Movin’ On
Dedicated to Mr. Tom Tyrell, Dr. Clarence A. Miller, and Richard Russell Ramos
Movin’ on. It means exactly what it says: movement: a change of direction from one place to another, from here to there. The movin’ part’s easy, but that’s not on. Nothing definite about on! Nothing explicit about on! On demands.
Finished a four-year major in three years. You didn’t want to be a Spanish teacher, you didn’t want to be a company man in South America; you had studied music, couldn’t be a musician, you loved Platonic philosophy, detested empirical syllogisms. You sat, at the end of your third year, on the bench in front of the Creative Arts Building, sitting in that state of non-being in that existential void, neither here nor there – no one nowhere.

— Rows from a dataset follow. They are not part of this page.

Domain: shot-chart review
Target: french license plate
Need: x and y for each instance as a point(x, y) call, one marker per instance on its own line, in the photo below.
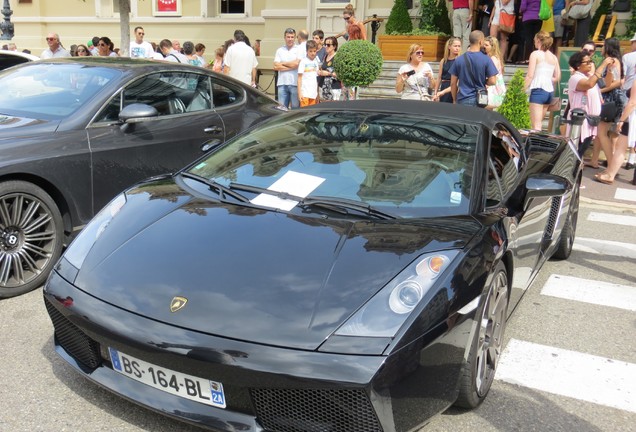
point(176, 383)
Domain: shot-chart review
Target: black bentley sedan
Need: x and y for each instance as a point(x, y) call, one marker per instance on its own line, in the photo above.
point(348, 267)
point(74, 133)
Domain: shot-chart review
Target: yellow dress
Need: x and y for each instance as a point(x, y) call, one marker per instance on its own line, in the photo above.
point(548, 25)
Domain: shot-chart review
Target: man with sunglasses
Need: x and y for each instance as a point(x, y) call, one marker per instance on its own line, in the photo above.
point(138, 47)
point(55, 48)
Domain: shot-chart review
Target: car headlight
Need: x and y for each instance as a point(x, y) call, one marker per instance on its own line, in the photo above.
point(79, 248)
point(384, 314)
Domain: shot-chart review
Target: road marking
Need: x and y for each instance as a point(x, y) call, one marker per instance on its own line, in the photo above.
point(567, 373)
point(612, 218)
point(605, 247)
point(590, 291)
point(625, 194)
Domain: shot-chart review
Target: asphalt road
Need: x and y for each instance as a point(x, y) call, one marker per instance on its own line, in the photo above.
point(39, 392)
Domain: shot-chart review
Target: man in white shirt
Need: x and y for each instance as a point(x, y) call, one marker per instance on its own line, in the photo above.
point(629, 65)
point(286, 63)
point(240, 60)
point(171, 54)
point(138, 47)
point(55, 48)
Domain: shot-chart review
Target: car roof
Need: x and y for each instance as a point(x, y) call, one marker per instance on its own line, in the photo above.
point(451, 112)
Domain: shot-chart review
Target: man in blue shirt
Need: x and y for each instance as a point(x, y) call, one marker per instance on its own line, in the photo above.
point(472, 71)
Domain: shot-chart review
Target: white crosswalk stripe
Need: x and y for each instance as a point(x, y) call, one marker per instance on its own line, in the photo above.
point(590, 291)
point(582, 376)
point(568, 373)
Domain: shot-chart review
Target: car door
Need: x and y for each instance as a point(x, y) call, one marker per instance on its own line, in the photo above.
point(526, 226)
point(123, 154)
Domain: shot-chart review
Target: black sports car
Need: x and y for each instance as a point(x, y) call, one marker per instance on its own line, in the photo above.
point(74, 133)
point(346, 267)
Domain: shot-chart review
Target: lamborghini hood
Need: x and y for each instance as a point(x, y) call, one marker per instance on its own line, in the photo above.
point(250, 274)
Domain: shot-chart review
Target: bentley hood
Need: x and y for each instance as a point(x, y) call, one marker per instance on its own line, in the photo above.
point(250, 274)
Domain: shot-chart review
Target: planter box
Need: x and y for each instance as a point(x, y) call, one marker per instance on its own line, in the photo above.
point(397, 47)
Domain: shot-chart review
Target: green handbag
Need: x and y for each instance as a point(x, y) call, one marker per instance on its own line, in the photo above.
point(545, 11)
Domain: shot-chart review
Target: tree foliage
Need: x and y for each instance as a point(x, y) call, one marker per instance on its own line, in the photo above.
point(515, 106)
point(358, 63)
point(399, 21)
point(434, 17)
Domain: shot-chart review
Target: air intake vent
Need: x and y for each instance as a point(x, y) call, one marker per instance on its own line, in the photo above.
point(315, 410)
point(73, 340)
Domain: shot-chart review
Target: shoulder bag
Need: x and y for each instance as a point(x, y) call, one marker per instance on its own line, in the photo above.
point(481, 93)
point(545, 11)
point(580, 11)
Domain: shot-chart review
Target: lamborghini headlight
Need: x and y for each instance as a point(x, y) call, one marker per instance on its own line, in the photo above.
point(384, 313)
point(79, 248)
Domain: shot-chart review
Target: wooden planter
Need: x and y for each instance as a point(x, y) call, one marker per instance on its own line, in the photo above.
point(397, 47)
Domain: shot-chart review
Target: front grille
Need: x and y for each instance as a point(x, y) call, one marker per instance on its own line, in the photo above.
point(73, 340)
point(315, 410)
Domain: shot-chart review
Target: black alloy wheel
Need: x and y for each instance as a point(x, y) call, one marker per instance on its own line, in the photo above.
point(479, 371)
point(31, 237)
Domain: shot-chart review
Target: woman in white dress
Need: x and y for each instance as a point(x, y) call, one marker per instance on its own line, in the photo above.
point(415, 79)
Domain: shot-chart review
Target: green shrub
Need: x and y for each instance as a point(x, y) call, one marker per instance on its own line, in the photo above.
point(399, 21)
point(515, 106)
point(434, 19)
point(358, 63)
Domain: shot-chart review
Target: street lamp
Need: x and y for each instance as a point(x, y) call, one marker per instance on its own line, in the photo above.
point(6, 26)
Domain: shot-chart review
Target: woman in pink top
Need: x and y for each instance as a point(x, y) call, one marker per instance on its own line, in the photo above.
point(583, 91)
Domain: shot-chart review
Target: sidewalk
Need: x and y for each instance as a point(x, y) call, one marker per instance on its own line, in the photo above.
point(621, 193)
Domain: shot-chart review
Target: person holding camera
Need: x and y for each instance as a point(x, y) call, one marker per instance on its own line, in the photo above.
point(415, 79)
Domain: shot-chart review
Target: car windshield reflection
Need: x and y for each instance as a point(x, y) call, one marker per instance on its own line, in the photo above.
point(51, 92)
point(404, 165)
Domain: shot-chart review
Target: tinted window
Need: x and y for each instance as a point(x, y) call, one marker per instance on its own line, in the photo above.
point(169, 92)
point(51, 91)
point(413, 167)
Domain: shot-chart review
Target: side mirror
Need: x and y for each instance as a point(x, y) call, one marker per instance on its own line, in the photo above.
point(134, 113)
point(546, 185)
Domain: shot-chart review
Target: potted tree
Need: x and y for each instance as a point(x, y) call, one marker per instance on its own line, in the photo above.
point(357, 64)
point(432, 32)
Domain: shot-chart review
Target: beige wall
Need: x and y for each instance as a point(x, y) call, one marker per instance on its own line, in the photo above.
point(77, 21)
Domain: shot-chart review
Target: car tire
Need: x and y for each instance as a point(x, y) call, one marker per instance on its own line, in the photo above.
point(31, 237)
point(568, 233)
point(479, 370)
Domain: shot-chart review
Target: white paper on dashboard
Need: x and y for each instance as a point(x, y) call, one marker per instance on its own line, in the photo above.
point(293, 183)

You stand because the abyss is opening beneath your feet and you walk away from it down the corridor between the Music Department and the Drama Department, and you hear the pianos and the cellos and the orchestras and the singers all practicing on your left, and on your right you hear actors’ voices saying words of other people of other places of other times, and the sun above the eighty-six foot-high stage house that forms the back of the miniature Greek theater on the other side of glass, places its light upon the corridor floor as though upon an altar, accentuating the light-tan of its wood, and you stop, slammed against an impenetrable, invisible wall and a voice from the depths of your soul chokes on your tears saying, “I have to do something here!”
And so you do, and every time those lights come up they illuminate epiphany: Theater! Theater! Theater! The quintessence of on, on, ON!